I’m very interested in the complement system. We studied families with kidney disease and discovered a mutation in a complement factor H-related protein. This mutation is very common among Cypriots, and can cause kidney disease by subtly altering the complement pathway.
It looks very similar to IgA nephropathy, which is a common condition. Until recently, there weren’t many effective treatments for IgA nephropathy, but now new therapies are emerging that target IgA deposition and the complement response. More broadly, complement activation plays a role in many kidney diseases and transplant rejection. We now understand this pathway well enough to develop targeted interventions, and I think that’s incredibly exciting.
Another area is immune responses to kidney proteins. In minimal change nephropathy, for example, it looks like we might now know which protein is being targeted by the immune system. That could revolutionise how we treat it. Back in the 1980s, we just gave high-dose steroids to everyone because we didn’t know who would respond. It usually worked, but the side effects and dealing with recurrences made it very challenging for many patients. With more understanding, we can do much better.

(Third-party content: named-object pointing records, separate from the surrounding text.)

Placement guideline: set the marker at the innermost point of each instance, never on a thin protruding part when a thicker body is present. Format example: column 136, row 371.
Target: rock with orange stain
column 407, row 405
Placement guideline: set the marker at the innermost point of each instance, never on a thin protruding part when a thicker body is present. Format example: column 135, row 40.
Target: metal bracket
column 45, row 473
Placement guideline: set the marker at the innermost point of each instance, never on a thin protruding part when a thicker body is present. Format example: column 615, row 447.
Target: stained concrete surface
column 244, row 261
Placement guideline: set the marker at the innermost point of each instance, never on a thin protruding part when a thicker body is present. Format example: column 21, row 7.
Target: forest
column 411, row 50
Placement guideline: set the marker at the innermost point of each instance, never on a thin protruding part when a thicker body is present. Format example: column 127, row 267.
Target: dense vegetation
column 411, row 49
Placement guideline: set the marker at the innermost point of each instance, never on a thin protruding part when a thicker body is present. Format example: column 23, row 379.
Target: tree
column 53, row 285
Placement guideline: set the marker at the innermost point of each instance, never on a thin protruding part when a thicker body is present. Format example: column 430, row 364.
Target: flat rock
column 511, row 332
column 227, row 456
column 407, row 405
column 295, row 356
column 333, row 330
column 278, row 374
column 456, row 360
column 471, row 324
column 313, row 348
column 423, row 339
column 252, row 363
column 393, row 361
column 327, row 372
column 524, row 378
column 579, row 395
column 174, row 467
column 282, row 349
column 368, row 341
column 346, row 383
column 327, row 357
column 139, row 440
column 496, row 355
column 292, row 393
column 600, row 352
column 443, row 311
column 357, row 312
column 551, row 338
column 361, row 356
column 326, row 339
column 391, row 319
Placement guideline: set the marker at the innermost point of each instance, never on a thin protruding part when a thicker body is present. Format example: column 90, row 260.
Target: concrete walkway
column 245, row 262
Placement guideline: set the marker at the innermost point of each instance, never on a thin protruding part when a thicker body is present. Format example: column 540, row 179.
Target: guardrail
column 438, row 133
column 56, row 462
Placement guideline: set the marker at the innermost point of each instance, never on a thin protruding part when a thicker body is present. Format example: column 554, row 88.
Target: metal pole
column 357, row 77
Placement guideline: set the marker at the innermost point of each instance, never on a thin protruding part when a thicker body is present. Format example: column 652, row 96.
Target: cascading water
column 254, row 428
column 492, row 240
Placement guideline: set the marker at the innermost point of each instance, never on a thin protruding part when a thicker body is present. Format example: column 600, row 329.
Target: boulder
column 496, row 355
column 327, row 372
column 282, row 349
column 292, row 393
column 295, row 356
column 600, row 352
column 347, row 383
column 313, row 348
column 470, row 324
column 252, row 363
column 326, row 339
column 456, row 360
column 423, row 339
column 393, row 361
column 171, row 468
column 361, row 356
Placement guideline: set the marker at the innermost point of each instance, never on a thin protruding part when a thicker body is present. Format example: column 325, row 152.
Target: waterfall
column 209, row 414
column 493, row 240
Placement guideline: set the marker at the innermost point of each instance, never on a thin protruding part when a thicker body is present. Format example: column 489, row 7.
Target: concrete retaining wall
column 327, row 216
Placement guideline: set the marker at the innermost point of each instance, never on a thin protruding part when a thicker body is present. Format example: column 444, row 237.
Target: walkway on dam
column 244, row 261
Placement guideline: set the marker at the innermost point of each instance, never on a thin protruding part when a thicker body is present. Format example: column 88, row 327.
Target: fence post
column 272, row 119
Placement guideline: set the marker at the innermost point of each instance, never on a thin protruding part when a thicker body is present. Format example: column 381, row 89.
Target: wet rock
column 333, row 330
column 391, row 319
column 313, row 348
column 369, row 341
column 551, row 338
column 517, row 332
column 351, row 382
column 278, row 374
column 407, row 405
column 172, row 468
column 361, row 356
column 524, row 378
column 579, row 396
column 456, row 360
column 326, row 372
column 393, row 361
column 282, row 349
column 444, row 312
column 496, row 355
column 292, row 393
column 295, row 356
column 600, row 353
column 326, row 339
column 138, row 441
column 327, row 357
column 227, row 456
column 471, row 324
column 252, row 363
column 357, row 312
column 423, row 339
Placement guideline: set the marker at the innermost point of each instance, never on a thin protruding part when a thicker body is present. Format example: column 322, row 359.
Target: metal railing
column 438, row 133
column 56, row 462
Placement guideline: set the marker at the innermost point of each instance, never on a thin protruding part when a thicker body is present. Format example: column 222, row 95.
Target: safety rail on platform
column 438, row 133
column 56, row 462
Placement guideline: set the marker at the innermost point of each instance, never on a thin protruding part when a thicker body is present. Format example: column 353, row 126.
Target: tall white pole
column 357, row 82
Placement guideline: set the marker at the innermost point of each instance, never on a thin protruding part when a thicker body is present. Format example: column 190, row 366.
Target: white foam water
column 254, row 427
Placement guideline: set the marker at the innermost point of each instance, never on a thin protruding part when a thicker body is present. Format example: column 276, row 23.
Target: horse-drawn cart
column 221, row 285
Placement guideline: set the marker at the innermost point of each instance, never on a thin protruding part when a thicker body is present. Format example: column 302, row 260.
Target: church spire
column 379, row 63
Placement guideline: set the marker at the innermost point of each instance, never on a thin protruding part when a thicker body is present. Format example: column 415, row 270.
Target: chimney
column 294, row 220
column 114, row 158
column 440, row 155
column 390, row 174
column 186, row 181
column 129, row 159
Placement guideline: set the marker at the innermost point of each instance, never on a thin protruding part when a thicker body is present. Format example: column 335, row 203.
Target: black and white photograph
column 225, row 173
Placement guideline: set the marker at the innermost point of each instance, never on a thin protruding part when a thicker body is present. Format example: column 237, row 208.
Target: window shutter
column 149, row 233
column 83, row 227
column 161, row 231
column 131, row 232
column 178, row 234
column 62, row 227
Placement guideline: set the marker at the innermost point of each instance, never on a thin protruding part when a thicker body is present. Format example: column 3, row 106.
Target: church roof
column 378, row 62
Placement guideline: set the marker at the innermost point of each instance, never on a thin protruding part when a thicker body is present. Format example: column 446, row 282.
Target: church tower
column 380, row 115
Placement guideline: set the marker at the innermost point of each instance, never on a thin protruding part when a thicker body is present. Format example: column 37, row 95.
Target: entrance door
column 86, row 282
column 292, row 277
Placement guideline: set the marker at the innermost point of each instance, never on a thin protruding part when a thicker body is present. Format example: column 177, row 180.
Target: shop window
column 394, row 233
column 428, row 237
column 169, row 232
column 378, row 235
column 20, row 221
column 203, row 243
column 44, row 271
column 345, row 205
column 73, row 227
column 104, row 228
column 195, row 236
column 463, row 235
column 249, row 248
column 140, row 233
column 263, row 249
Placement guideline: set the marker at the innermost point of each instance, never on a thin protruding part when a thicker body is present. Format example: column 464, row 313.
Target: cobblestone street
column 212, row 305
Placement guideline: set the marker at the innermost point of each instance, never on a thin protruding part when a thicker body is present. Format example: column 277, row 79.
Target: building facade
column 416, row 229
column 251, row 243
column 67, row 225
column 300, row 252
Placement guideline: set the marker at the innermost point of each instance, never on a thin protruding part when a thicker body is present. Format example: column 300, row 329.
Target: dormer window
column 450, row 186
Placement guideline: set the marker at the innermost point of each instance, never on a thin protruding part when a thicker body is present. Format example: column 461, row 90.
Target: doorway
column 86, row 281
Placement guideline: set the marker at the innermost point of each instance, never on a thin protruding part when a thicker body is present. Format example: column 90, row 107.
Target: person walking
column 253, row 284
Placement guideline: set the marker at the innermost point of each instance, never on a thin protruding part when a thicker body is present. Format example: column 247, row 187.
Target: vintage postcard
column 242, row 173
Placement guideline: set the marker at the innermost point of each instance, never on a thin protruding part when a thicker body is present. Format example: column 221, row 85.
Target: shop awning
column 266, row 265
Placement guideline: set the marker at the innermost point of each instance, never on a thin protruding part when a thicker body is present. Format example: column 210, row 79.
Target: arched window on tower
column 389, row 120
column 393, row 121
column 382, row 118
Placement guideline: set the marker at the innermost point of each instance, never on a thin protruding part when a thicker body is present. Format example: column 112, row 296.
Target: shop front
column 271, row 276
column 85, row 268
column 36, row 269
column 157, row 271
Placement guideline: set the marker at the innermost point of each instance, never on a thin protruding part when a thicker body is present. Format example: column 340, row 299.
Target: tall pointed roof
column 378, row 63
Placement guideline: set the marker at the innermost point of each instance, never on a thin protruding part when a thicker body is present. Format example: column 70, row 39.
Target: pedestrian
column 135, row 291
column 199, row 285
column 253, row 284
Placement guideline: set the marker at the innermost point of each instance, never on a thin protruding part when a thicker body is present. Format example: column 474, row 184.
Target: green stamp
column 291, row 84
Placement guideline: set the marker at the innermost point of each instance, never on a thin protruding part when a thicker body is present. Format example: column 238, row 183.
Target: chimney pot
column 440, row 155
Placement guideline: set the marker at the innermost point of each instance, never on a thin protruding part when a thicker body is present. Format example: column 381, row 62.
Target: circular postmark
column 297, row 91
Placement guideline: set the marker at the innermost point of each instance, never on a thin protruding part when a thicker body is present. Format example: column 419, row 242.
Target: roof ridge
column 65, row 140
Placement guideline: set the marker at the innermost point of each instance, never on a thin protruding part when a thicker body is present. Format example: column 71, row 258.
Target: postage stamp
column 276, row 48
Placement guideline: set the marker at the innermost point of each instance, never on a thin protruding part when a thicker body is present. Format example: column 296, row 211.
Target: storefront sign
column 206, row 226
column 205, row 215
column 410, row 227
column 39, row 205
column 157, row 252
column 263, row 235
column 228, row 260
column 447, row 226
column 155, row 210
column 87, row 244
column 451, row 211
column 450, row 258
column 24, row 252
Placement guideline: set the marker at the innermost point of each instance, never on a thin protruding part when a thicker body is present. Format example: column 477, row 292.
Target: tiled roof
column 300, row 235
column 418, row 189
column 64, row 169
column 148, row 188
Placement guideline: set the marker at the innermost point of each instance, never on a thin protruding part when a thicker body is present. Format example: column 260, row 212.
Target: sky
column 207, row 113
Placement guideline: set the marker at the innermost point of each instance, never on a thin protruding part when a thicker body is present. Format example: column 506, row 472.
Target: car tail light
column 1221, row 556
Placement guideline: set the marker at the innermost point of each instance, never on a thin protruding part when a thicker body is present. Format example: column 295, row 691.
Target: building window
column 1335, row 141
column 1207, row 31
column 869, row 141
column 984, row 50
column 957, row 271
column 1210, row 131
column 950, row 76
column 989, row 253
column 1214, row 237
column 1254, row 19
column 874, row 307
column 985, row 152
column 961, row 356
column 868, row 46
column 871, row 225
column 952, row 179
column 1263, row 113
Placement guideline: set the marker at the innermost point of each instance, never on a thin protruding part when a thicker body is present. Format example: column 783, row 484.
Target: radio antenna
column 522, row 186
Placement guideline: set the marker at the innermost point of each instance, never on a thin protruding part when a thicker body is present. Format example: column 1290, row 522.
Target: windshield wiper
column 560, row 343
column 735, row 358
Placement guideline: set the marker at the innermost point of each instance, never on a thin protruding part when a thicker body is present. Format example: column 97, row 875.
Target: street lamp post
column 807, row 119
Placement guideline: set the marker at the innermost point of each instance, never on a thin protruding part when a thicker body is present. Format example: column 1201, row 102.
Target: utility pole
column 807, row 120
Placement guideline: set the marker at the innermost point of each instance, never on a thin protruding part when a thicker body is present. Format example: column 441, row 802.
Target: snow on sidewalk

Translating scientific discoveries into therapies is not very straightforward. What do you see as the biggest challenges and opportunities in bringing cutting-edge kidney research to the bedside?
First, you need a solid understanding of the disease and the pathways involved. Then, you need measurable indicators, ideally things you can track reliably and repeatedly.
A challenge in nephrology is that, by the time kidney function is measurably reduced, a lot of irreversible damage has already occurred. We need earlier markers to tell whether our interventions are making a difference before serious harm has occurred.
Another challenge is infrastructure. Most clinical settings are good at patient care but lack the time and resources for research, taking extra samples, running additional tests, or explaining studies to patients.
We also need a workforce trained in research. I was fortunate to get a Medical Research Council fellowship to do my PhD in Oxford, UK, and that gave me proper scientific training and changed my career.
Here at our medical school, every student does the equivalent of an intercalated science degree. That gives them a strong foundation for understanding research over the course of their career.
And finally, reflecting on your journey so far, what factors do you think have been essential to driving impactful research in nephrology?
I think there are three things. First, where I worked, I had the privilege of training in units where research was happening and where people were changing the future of nephrology. That environment is vital.
Second, inspiring individuals. These included Stuart Cameron (Guy’s Medical School, now part of King’s College London, UK), Chris Winearls (Hammersmith and Royal Postgraduate Medical School, now part of Imperial College London, UK), and Peter Ratcliffe (University of Oxford, UK), who all made major contributions to the field and inspired me personally. Science is a team effort, but individuals can have a huge impact.
Third, the patients. Most kidney patients stay with us for life. You build long-term relationships with them, and that creates a real partnership. Patients with VHL, complement factor H-related protein 5 (CFHR5) nephropathy, and polycystic kidney disease have all inspired me and helped drive my research. That shared understanding makes the doctor–patient relationship stronger and makes research more impactful.
My final point is this: nephrology is a specialty where I believe the NHS approach works well. There’s very little private medicine in nephrology. We can’t have long waiting lists because kidney function can decline quickly, and renal failure is an emergency. In general, care is delivered equally and promptly, which I think is a huge strength of the specialty.